Thierry (Vincent Lindon) es
un cincuentón, felizmente casado y padre de un chico con algunas capacidades
diferentes (no hay nada melodramático o de golpe bajo en esto, es solo una
característica elegida, pudo ser esto o cualquier otra) al que un buen día
dejaron en la calle. Sobrevive como puede, por error de la asesoría pública
hizo un curso de capacitación para un probable trabajo y ahora descubren que
fue una pérdida de tiempo. Deberá pedir un pequeño préstamo al banco (este
trámite se transformará en un conflicto de intereses y voluntades, equivalente
a una batalla descomunal en La guerra de
las Galaxias, por ejemplo, y uno desea que no haga lo que la empleada
sugiere). En algún momento, decidirán vender una cabaña de vacaciones (otra
negociación ríspida como pocas). Y obtendrá finalmente un puesto de guardia de
seguridad en un supermercado. Trabajo en el que tendrá que vigilar no solo al
público sino también a los cajeros.
Y aunque la sinopsis que
antecede no lo haga suponer ni por asomo, hay en este film una estructura de
thriller, de suspenso que se va construyendo y que llega a su clímax cerca del
final. Sí, nos intriga todo el tiempo comprobar hasta dónde le llega la
paciencia a este hombre, cuál es el límite que establece para su dignidad,
cuándo es que lo insoportable ya no se puede tolerar más. Y es ahí donde la
observación es más artera y potente, en el miserable cuadro social que
aprendimos a aceptar como normal, lógico, cuando no lo es. Nada que no
conlleve, aunque más no sea una mínima dosis de solidaridad, no puede ser
considerado ya no lógico ni normal sino simplemente humano. La ley del mercado
(tal es su título original) aísla, deshumaniza, destruye los lazos sociales
básicos. ¿En nombre de qué? ¡De la regulación económica! O sea por una fórmula,
una ecuación que favorece o maximiza la ganancia de una empresa, que ya tampoco
es humana, porque es tal la distancia entre los que deciden y los que obedecen,
que ya dicha empresa es más una entelequia, una abstracción. Según un
directorio en Nueva York, que afecta al eslabón de su cadena en Indonesia, por
ejemplo, cuatro pueden hacer el trabajo de diez, no en nombre de la
“eficiencia” sino por la proyección numérica de un rédito vacío. Mayor, sí,
pero que no agrega mucho más a una ganancia ya de por sí descomunal, pero que
respecto a una vida digna para más trabajadores es arrasadoramente destructivo.

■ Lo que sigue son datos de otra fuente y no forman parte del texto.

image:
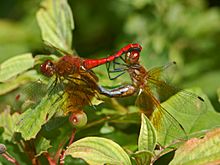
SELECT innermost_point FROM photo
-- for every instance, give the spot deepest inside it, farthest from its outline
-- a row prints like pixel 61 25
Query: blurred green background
pixel 185 31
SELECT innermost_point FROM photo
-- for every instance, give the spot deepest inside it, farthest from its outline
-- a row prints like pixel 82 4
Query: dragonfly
pixel 75 77
pixel 72 79
pixel 151 87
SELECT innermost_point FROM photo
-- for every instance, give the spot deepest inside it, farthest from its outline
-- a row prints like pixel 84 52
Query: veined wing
pixel 168 128
pixel 164 91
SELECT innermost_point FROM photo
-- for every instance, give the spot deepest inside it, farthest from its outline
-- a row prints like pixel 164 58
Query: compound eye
pixel 134 56
pixel 47 68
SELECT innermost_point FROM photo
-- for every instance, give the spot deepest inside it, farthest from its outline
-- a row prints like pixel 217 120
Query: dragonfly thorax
pixel 138 75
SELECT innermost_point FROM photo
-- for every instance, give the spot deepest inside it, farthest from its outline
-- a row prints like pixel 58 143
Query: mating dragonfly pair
pixel 74 77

Vincent Lindon ganó con toda
justicia el premio al Mejor Actor del Festival de Cannes, 2015, por este
trabajo. Con indiscutible merecimiento, insisto, porque es sobresaliente. Pero
tampoco, la verdad sea dicha, ningún otro actor podría haberla protagonizado.

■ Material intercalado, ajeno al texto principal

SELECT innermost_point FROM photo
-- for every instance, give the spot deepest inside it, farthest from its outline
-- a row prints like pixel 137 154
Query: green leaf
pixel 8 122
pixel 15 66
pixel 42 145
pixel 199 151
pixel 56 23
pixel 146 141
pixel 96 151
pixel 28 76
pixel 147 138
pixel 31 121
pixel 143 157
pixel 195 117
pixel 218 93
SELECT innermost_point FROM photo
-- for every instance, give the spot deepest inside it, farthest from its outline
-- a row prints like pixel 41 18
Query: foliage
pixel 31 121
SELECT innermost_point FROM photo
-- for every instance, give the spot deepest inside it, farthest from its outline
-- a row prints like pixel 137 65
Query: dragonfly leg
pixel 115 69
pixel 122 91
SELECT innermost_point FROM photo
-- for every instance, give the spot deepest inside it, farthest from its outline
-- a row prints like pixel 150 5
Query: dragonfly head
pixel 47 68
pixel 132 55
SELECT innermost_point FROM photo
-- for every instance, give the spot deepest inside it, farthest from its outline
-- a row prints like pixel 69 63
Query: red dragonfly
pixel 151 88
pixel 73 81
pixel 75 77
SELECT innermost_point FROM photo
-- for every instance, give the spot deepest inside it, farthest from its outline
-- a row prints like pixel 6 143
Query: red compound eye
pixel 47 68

En este film, actor y rol son intransferibles en su significancia. Vincent Lindon
arrastra como perfil actoral una masculinidad inmanente, que es esencial en
este proyecto. No hablo de un machismo anacrónico, ni digo que Vincent Lindon
sea un neandertal peludo, huevón e impresentable, me refiero, más bien, a que
corporiza un auténtico e incontaminado sentido de la masculinidad. No en vano,
el suspenso de la película deriva de hasta dónde puede llegar la dignidad de un
hombre. De “un hombre”, así, a secas, casi como la suprema representación de
todo lo masculino, sin afeites, ni ying.